Carrasco explores some of the hesitations with embracing capitalism among justice-minded folks.

I know where the ambivalence comes from. We who consider ourselves justice advocates do not subscribe to a single bottom line, the financial bottom line. We desire a multiple bottom line, one that acknowledges people, purpose, and planet alongside profit as vital components to the “life that is truly life” (1 Tim. 6:19).

Carrasco then highlights a couple of businesses with a multiple bottom line, including Broetje Orchards, which pursues “people, planet, profit, and purpose.” Expanding the bottom line beyond mere profits is an important development, one I believe makes capitalism more just and humane. In a capitalist system, businesses will succeed and fail, but if those businesses which succeed are interested in the common good as well as their own balance sheet, the negative effects of failure and success can be better mitigated.

At the same time, I do not necessarily fault justice advocates for being hesitant about fully embracing capitalism as it currently stands. I would venture to guess the vast majority of large corporations and defenders of capitalism don’t espouse a multiple bottom line. Instead, they would likely agree with economist and Nobel laureate Milton Friedman, one of the most articulate and influential voices supporting a radically free market. In 1970 he wrote a seminal article in The New York Times Magazine entitled, “The Social Responsibility of Business is to Increase its Profits.” He criticizes the idea that executives of corporations have any responsibility to guide their businesses’ practices so that they might help society. His argument says executives work for shareholders and are playing with shareholders’ money. Friedman sees any use of shareholders’ money that does not maximize profits as essentially a tax and those who believe a business might have more than one bottom line are “preach­ing pure and unadulterated socialism.” (How it can be socialism when one may freely buy shares of a business and seek to fire executives or divest from the company if one is disappointed, Friedman does not say.)

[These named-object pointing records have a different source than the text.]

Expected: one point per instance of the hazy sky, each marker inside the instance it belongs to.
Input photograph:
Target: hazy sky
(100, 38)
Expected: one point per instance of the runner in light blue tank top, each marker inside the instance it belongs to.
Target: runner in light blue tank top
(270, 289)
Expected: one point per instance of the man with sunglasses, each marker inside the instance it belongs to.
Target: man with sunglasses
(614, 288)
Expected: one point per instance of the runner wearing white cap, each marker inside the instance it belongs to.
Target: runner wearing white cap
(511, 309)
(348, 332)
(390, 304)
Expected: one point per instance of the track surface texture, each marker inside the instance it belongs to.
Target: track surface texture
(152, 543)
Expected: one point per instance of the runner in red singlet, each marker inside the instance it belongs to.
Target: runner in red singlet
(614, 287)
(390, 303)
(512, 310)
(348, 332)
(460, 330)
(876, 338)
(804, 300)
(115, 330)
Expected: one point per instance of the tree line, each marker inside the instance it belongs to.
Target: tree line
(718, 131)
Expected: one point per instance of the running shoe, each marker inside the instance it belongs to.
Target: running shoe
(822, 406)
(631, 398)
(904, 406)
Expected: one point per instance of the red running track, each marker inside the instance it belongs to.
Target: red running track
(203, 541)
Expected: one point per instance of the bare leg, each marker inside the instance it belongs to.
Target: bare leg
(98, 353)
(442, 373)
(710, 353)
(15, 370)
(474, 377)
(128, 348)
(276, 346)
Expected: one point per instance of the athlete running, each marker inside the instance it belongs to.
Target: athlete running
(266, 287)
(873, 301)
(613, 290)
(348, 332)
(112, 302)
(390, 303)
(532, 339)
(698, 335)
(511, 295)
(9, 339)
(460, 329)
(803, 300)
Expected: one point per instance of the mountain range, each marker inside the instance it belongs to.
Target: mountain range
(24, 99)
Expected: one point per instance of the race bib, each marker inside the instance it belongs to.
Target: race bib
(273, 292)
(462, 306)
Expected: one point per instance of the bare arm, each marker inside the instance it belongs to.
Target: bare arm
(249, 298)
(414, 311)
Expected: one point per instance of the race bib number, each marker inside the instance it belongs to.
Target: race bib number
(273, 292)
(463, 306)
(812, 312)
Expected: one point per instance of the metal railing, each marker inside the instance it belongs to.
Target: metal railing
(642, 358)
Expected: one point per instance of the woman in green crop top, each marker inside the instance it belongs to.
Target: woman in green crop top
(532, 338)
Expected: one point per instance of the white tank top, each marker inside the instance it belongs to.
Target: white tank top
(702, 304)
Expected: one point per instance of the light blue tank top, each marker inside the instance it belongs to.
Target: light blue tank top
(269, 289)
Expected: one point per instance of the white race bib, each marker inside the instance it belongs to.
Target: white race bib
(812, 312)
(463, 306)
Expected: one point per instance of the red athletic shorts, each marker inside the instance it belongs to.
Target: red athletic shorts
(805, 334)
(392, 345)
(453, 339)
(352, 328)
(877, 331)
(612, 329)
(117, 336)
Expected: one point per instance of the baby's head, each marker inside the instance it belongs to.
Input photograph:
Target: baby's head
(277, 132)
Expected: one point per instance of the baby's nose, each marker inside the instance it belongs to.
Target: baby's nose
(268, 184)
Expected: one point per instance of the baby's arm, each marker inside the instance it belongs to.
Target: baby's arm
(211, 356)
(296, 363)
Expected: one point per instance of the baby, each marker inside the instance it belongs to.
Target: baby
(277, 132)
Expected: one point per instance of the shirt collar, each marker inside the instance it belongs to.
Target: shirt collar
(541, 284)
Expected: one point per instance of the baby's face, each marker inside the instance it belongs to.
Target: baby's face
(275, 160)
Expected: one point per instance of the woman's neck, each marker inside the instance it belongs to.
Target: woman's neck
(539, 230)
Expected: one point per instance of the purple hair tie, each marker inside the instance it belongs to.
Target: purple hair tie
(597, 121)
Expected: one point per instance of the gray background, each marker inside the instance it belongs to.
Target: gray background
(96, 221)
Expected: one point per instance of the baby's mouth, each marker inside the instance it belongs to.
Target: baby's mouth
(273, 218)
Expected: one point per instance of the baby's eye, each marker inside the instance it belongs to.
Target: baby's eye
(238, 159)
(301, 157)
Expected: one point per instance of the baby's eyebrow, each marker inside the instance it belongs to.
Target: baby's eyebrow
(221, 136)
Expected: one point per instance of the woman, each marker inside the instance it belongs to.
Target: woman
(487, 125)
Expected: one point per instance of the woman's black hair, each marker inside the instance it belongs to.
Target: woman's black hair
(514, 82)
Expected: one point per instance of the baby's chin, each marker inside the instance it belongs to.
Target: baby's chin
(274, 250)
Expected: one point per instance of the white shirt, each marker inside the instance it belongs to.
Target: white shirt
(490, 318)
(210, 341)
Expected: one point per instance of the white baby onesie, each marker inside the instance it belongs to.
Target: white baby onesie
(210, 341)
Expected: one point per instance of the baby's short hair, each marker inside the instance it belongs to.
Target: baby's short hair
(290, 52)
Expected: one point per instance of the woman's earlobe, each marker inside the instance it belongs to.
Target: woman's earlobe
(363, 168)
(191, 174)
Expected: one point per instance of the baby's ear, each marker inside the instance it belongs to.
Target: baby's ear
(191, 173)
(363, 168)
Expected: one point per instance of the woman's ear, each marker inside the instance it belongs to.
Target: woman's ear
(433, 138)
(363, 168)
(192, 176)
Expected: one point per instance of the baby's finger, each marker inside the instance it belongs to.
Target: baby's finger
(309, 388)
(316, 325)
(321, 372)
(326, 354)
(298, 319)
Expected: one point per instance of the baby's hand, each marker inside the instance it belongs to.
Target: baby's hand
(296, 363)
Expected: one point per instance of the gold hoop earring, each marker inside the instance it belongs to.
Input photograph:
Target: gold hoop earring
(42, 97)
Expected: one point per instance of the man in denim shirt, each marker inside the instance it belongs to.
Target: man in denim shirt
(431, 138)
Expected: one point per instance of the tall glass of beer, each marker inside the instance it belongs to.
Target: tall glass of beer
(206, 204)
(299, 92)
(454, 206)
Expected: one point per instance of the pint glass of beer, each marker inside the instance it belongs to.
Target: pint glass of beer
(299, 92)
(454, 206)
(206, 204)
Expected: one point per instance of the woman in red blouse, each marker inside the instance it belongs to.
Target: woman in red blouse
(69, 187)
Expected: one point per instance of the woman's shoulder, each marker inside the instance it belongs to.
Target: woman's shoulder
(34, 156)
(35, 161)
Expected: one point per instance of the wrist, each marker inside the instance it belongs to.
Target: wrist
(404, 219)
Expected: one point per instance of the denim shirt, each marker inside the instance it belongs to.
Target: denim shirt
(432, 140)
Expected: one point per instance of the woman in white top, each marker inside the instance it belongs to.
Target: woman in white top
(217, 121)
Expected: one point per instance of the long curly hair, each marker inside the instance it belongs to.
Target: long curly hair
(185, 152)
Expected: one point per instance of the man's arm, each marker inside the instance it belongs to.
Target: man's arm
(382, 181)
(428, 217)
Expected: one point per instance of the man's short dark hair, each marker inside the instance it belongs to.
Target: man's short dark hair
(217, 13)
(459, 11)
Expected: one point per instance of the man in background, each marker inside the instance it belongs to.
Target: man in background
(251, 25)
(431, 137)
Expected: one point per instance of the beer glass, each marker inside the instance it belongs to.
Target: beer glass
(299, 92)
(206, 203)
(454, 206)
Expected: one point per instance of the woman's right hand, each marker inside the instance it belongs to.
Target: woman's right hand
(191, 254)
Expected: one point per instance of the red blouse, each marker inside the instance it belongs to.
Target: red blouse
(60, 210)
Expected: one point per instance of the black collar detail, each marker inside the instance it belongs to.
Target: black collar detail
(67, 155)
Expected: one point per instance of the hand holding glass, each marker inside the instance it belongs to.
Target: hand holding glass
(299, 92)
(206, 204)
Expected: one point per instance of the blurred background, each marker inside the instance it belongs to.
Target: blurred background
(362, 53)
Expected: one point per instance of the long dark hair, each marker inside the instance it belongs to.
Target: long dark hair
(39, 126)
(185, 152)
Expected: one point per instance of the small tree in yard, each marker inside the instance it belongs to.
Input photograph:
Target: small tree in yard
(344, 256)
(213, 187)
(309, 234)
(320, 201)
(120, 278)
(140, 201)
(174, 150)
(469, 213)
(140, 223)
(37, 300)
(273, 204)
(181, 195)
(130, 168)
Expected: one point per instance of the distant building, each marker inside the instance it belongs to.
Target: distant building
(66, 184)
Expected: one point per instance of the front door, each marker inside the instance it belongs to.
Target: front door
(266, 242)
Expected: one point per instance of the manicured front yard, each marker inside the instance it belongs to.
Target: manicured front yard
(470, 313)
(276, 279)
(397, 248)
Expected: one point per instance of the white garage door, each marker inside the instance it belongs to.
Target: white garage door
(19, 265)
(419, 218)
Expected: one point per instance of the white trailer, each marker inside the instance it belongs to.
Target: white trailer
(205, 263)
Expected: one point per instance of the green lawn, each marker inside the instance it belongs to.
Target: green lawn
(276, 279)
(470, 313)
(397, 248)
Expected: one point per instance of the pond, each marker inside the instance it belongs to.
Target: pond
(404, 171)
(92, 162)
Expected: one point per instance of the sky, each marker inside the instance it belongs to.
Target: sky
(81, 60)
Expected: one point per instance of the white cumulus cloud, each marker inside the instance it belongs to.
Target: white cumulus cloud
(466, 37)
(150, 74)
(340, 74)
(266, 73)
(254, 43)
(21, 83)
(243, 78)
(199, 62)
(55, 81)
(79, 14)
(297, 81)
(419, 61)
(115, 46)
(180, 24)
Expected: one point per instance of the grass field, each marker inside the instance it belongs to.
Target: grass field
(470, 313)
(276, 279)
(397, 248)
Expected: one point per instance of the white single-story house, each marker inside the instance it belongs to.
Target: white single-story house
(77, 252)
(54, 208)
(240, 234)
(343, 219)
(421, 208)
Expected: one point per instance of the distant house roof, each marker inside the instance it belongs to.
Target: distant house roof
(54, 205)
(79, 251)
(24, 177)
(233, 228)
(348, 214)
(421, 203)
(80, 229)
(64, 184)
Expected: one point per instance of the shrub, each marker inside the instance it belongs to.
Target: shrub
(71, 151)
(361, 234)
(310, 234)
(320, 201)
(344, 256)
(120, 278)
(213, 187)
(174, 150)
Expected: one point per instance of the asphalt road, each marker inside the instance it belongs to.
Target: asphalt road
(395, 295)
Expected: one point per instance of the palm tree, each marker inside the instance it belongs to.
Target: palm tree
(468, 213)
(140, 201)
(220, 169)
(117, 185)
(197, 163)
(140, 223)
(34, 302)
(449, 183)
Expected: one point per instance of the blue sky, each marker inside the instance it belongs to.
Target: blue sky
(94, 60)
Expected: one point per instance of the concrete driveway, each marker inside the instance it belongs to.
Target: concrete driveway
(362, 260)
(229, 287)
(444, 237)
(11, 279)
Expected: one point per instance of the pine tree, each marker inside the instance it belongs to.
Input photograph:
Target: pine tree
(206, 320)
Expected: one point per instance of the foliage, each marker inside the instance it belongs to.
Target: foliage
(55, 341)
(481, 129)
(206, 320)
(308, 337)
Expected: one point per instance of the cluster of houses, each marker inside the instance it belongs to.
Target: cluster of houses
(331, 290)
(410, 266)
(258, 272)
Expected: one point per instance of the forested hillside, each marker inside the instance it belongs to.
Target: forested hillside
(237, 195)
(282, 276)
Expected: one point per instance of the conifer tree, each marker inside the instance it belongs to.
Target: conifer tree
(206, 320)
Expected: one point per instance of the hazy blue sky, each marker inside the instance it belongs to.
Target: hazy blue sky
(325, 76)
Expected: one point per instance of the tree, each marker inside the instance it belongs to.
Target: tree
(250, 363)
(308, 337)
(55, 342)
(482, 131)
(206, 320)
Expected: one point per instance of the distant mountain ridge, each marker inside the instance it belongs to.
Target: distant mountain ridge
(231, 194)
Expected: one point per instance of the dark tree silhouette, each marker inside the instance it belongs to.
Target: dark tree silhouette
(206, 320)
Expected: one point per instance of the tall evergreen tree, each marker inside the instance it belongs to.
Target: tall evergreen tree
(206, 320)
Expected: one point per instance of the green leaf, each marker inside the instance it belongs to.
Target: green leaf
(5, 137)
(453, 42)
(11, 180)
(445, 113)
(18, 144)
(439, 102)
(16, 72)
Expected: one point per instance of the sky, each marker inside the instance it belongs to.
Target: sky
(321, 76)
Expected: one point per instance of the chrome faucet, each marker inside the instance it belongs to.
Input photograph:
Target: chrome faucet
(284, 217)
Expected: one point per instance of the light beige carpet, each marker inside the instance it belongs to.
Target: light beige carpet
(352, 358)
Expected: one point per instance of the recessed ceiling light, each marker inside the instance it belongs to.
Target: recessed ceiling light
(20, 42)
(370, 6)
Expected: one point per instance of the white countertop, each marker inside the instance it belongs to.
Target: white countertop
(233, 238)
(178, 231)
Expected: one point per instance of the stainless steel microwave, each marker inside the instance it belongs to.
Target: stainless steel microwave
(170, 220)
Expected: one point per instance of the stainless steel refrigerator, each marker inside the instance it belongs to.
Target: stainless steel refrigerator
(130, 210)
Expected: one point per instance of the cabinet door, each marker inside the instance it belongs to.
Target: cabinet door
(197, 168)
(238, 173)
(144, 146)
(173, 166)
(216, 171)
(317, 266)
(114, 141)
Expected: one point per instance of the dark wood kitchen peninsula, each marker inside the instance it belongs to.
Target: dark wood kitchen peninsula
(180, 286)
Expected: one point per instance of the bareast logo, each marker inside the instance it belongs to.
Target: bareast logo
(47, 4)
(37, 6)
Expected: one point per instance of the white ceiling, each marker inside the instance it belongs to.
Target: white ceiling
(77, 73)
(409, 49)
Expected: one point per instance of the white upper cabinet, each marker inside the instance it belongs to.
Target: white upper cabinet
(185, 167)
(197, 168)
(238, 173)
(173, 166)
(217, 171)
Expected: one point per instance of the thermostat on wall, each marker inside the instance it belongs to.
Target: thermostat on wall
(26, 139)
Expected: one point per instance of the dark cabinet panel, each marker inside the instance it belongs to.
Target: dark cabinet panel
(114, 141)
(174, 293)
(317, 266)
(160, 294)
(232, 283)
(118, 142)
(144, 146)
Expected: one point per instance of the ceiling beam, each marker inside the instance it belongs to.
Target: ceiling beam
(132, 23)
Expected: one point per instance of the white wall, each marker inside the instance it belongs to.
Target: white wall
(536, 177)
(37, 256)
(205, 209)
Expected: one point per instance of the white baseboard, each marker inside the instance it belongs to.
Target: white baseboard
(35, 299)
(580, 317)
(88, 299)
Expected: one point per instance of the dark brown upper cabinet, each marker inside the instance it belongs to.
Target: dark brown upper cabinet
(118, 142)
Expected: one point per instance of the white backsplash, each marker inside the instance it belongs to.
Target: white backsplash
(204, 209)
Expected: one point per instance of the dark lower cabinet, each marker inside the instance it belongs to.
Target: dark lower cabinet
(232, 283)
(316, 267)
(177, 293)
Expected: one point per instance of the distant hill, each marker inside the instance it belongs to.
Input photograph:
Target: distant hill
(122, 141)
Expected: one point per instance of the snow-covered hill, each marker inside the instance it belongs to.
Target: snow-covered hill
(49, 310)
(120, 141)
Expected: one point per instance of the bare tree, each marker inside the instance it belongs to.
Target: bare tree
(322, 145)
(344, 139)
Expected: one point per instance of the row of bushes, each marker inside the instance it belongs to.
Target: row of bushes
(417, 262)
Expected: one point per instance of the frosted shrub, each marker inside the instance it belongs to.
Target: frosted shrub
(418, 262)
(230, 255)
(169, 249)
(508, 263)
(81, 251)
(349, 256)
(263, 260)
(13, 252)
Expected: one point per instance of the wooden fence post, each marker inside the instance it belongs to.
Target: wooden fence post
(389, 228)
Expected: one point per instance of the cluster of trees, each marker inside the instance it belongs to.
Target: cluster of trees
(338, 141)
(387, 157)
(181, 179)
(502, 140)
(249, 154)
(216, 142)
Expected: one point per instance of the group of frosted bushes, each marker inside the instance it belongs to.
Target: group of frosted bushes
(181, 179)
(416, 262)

What we then need is a capitalism where more businesses are encouraged to pursue multiple bottom lines. This means reforming capitalism and reclaiming it from those who see profit as the chief end of businesses. We need to pay attention to success stories of companies like Broetje Orchards or even high-end office furniture manufacturer Herman Miller, whose former CEO, Max DePree argued profit is only a means to an end. He writes in Leadership is an Art, “Corporations can and should have a redemptive purpose. We need to weigh the pragmatic in the clarifying light of the moral. We must understand that reaching our potential is more important than reaching our goals.” (69) We must remember humans create markets, they are not naturally-occurring forces like the tide. Our values and beliefs shape markets. We decide what the bottom line is. We must also remember that while our values shape markets, the markets return the favor. If we value monetary profit above all other things, our markets will primarily reward monetary profit and will shape us to only value profit more.

So let us ask, what do we value and how can we shape markets to reward excellence, innovation, and efficiency in areas other than profit?

I am of the opinion that it would be wonderful for a greater embrace of business and free enterprise among justice advocates. The successes of capitalism to bring communities out of poverty should not be diminished. Let’s not throw the baby out with the bathwater. We should remember aid is meant to address short term needs. The transformation of communities in poverty requires more than one-time assistance. A healthy economic environment is the result of many factors that aid alone cannot achieve—e.g., good governance, sustainable capital, etc. Equally important, I believe it would be wonderful if our business schools and corporations taught more about ethics and morals. We must measure the success of a business by more than the balance sheet. In order to reform capitalism, I believe we need to engage the system. Support and invest in businesses pursuing a multiple bottom line. Let’s change that bathwater.